The deal was more than two years in the making, with leaders from both companies making numerous trips between Asheboro and Sri Lanka, an island nation of 20 million people near the southern tip of India. Terms of the sale were not disclosed.
“Both companies’ leaders have said they have similar ethics that take care of their people first,” Renfro says, and community response to the sale has been positive due to MAS’ planned investment and commitment to add and retain jobs. Acme-McCrary employs 374 people in the state, with 277 at the Asheboro plant and the remainder at a 400,000-square-foot Chatham County distribution center. The company also operates a plant in Honduras. Renfro said she expects President Donnie White and other company leaders to remain, with MAS bringing in two additional executives. The expansion is expected to generate new tax revenue of more than $300,000 each for the county and city over the next four years.
The company took great care to keep employees informed about the potential sale, Renfro says. “Folks are excited about it.”
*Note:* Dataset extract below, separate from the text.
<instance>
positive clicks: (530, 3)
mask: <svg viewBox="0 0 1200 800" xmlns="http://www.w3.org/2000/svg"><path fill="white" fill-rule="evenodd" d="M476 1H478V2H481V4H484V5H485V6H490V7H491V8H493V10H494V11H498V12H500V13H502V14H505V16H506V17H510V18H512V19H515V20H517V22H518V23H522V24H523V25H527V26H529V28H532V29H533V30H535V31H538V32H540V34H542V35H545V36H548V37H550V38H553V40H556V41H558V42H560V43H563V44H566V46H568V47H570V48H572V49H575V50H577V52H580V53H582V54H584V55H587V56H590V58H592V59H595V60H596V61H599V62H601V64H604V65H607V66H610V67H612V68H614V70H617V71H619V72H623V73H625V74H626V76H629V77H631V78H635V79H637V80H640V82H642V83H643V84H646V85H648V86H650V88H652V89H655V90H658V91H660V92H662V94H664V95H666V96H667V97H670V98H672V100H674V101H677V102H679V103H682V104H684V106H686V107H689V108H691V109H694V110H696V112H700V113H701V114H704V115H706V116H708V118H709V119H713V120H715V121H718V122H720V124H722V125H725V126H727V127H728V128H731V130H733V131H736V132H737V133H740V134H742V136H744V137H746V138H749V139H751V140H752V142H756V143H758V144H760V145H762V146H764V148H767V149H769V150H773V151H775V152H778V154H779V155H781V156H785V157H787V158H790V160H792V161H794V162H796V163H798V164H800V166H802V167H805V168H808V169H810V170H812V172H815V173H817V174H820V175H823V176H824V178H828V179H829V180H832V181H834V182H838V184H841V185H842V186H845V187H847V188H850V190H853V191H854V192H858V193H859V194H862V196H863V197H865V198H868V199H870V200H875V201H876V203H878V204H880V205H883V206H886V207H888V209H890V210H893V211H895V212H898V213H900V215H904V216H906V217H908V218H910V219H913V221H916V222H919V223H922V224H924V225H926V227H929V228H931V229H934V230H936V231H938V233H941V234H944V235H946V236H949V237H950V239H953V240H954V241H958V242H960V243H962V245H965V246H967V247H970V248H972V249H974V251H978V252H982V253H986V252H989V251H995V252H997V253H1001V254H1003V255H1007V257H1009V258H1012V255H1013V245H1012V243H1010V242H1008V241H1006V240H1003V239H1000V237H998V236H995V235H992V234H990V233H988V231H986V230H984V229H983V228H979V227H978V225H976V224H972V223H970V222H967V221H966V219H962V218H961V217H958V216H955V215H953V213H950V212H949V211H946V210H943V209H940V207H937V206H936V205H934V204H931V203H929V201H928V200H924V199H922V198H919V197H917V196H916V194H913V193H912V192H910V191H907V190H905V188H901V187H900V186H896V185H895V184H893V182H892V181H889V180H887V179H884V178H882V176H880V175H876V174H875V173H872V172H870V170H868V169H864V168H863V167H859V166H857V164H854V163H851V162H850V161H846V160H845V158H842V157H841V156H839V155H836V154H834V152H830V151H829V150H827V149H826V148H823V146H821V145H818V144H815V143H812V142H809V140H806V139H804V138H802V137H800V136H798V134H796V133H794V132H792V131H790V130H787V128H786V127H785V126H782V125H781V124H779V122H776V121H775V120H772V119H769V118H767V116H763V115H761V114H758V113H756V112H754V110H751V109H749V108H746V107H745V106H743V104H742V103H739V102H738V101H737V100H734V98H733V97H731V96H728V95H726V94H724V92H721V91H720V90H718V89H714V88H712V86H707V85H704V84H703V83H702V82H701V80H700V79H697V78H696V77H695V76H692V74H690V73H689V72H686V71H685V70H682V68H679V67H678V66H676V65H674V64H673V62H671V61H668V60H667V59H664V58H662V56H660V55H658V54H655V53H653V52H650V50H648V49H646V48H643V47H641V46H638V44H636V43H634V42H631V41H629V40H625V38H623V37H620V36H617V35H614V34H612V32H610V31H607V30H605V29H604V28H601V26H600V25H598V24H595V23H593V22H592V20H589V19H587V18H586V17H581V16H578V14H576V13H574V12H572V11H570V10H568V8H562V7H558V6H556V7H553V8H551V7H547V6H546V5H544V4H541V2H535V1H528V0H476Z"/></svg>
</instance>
GREENSBORO — VF will sell its licensed sports group business to Fanatics, a Jacksonville, Fla.-based sports apparel retailer. The sale includes VF’s Majestic uniforms, licensed by Major League Baseball through 2019, and accounts for about 5% of the company’s revenue. Terms of the deal were not disclosed.
GREENSBORO — Omega Sports was acquired by Craig and Kristin Carlock for an undisclosed amount. The sporting-goods chain was founded in 1978 and has 14 locations in the state. Craig Carlock, who will become chief executive officer of Omega, was CEO of The Fresh Market grocery chain from 2009 to 2015.
CLEMMONS — Jeff McKay was named president of Sheffield Financial, a division of BB&T subsidiary Branch Banking and Trust that provides loans for motorcycles, snowmobiles and other outdoor vehicles and equipment. McKay, 53, has worked for BB&T since 1986. He succeeds Jeff Ellison, who became a loan administrator.